Although Justice Lúcia ruled out the argument of unconstitutionality, she also stated that the paragraph of Section 116 needs regulation (limited effectiveness) and that taxpayers have the right to organise themselves in a tax-efficient manner, provided they do so by legitimate means. Therefore, one should wait for the conclusion of the STF’s trial and the publication of the justices’ official vote.
The settlement of the above discussion will be key to many disputes and shall be a guidance on the assessment of tax planning limits in the Brazilian tax arena, a reason why the conclusion of the ADI 2446 trial is highly expected to take place soon.
Exclusion of ICMS from PIS/COFINS Tax Basis
Another matter that has kept relevance over the past decade with the potential to be settled in 2021 concerns the exclusion of ICMS from the PIS/COFINS tax basis calculation.
In 2017, the STF decided ICMS may be excluded from the PIS/COFINS tax basis calculation. However, after the STF’s decision, the PGFN filed a motion for clarification aiming at:
(i) revisiting the concept of gross revenues adopted by the STF;
(ii) limiting the amount of ICMS taxpayers may exclude from their PIS/COFINS basis to the amount effectively paid to state tax authorities; and
(iii) restricting the effects of the decision issued by the STF to the period started after the n motion is judged.
The position conveyed in item (ii) of PGFN’s motion is also adopted by the RFB, while taxpayers defend a different methodology for calculation of the amount of ICMS that may be excluded from the PIS/COFINS calculation.
The decision on the matter may have a great impact on the assessment of amounts companies may recover in relation to payment made in the past.
The matter brings relevant considerations as to the assessment of the values to be recognised in the financial statements of companies, as well as the proper moment to submit such amounts to CIT. Recently, the Brazilian SEC (CVM) issued Official Letter 01/2021, stating that publicly held companies should only consider the recognition of credits related to a PIS/COFINS overpayment if they are able to measure this credit with reasonable reliability. However, due to the current scenario – pending final decision of the STF on the amount of ICMS that may be excluded from the PIS/COFINS tax basis – the CVM acknowledges that most taxpayers may face challenges when it comes to reliably measuring their credits.
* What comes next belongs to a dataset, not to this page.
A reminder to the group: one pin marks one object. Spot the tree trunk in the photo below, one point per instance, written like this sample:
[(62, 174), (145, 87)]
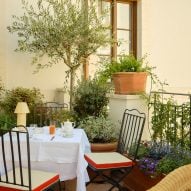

So far, there is no date set for the judgment of the PGFN’s motion. However, considering the relevance of the matter to Brazilian companies and the federal government, as well as the period elapsed since the filing of the PGFN’s motion, the STF may resume the judgment of this matter in 2021.
Goodwill Tax Amortisation
Finally, an expected trend for 2021 is the continuation of assessment and disputes involving transactions that allow the tax amortisation of goodwill. This is still a hot topic, since it always comes up in M&A transactions, with relevant cases still awaiting trial.
The matter has not yet been settled by administrative courts and is beginning to be discussed by judicial courts. The end of the tie-breaker vote may play an important role in the definition of the CARF's position on the matter.